Le conseguenze di su lei erano in primis l’utilizzo di tali immobili e platonici rapporti come palliativi di un amore vero. Dobbiamo immaginarcela circondata da attenzioni che da un lato la rendono un po’ capricciosa, dall’altro non la fanno sentire mai del tutto sola. Cammina con gli sguardi dei corteggiatori dietro la schiena, ammicca a chi ha di fronte per far ingelosire quegli stessi sognatori che vivono, nel loro altrove, nella vita vera, la loro vita vera. Cammina piena di loro, e allo stesso tempo vuota di sé. Perché sostengo vuota di sé? Perché lei stessa ha l’intuizione che ci debba essere qualcosa di fangoso in queste dinamiche similmente ripetute tra persone estremamente diverse. E questo qualcosa di poco chiaro, scrive ogni tanto tra le righe di un quadernetto giallo che ha sempre con sé, si chiama malleabilità. Si rende conto di aderire inconsciamente a chi, gli innamorati, a turno, vogliono che lei sia. Si plasma a loro ideale con una naturalezza che imbarazza lei stessa, scopre già mentre la trasformazione è in atto che si sta trasformando in un qualcosa che, come l’uomo che le sta di fronte, ancora non sa di essere. Anticipa addirittura la consapevolezza del desiderio dell’eroe romantico in questione. La cosa che la sciocca di più è il percepire quest’atteggiamento passo passo, senza poterlo fermare, e senza volerlo fermare (spesso ne è addirittura sorpresa, si sfida quasi: che forma assumeranno gli occhi stavolta?) – non è lei l’artefice di quella perfetta costruzione, ne è forse la vittima, forse la vincitrice.

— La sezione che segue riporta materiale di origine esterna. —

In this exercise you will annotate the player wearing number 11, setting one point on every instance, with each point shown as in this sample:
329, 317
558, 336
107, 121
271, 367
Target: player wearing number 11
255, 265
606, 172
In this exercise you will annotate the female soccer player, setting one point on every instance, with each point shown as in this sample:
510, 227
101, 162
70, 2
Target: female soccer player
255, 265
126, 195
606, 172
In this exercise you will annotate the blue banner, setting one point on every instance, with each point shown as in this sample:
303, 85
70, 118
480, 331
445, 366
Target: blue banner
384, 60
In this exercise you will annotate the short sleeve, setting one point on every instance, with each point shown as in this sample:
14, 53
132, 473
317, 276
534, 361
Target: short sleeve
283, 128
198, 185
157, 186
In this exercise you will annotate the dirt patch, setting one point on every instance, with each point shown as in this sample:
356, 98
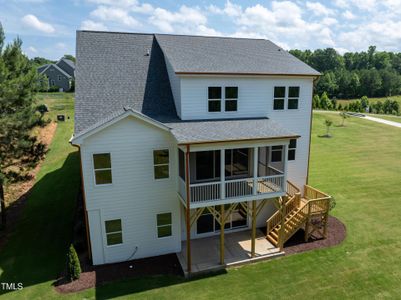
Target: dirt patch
17, 193
93, 276
336, 234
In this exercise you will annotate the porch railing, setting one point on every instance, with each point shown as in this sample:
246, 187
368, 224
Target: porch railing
237, 188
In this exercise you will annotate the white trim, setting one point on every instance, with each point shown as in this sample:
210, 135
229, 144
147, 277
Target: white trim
78, 139
94, 171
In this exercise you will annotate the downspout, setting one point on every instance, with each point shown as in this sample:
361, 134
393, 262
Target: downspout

Che sia un inconscio desiderio d’essere desiderata? Bisogno di conferme? Fame di quegli sguardi che sembrano contenere tutta la purezza e il rispetto di cui forse ha un gran bisogno? Inizia a chiederselo, da poco a dire il vero, da quando l’ennesima persona che le ha mostrato interesse si è proprio limitata a mostrare interesse. Mostrare. Questa potrebbe quasi essere la chiave per capire queste relazioni sospese in loro stesse e senza possibilità di sviluppo.
Mostrare: far vedere, esibire – sottoporre a giudizio altrui. Evoca questi atteggiamenti di cavalleria perché manca, per lo meno a prima vista, in lei, l’umanità - il corpo. Le mancano i pruriti, le mancano i cattivi odori, le manca uno stomaco, le mancano le unghie sporche e i denti cariati. Non le mancano davvero, ma ha scoperto il proprio corpo tardi, da sé, lentamente. Ha rinnegato per tutta l’adolescenza di avere un corpo, e poi di colpo lui le si è mostrato in tutta la sua bruttezza. Così lei ha dolorosamente preso atto della sua esistenza (di quel fardello), vi ha lavorato e l’ha cambiato - con fatica, passione, amore, odio, restrizioni, sacrifici, sudore. Ed ora, che il suo corpo è così come dev’essere, così, pronto a “mostrarsi” in tutta la sua fisicità, rimane corpo. Questa è la fregatura. Ha tolto i chili di troppo, ha tolto i peli fastidiosi, ha tolto le piccole ruvidità, ha limato i calli, riparato i denti, imbellettato le unghie, massaggiato le linee dei muscoli, riparato i capelli sciupati, abbracciato un profumo ormai suo. Ha trasformato-plasmato-creato il proprio corpo secondo modelli socialmente accettabili per poterlo anche lei accettare, ma non ce la fa. Deve urinare, deve mangiare, ha la febbre, suda, ha le mestruazioni, il raffreddore, deve defecare, starnutisce, ha la congiuntivite, si scotta al sole, richiede continue cure e manutenzioni. Senza rendersene conto nega al suo corpo la corporeità - eppure si sorprende quando vede quella stessa (qui tanto desiderata) corporeità nelle relazioni, a sua volta negata. Nessuno vuole vedere il proprio ideale coi denti cariati. Ce l’ha già detto mi sembra Kieslowski nel film Blu. E nessuno è disposto a sopportare di vedere la delusione innocente negli occhi di chi gli è di fronte.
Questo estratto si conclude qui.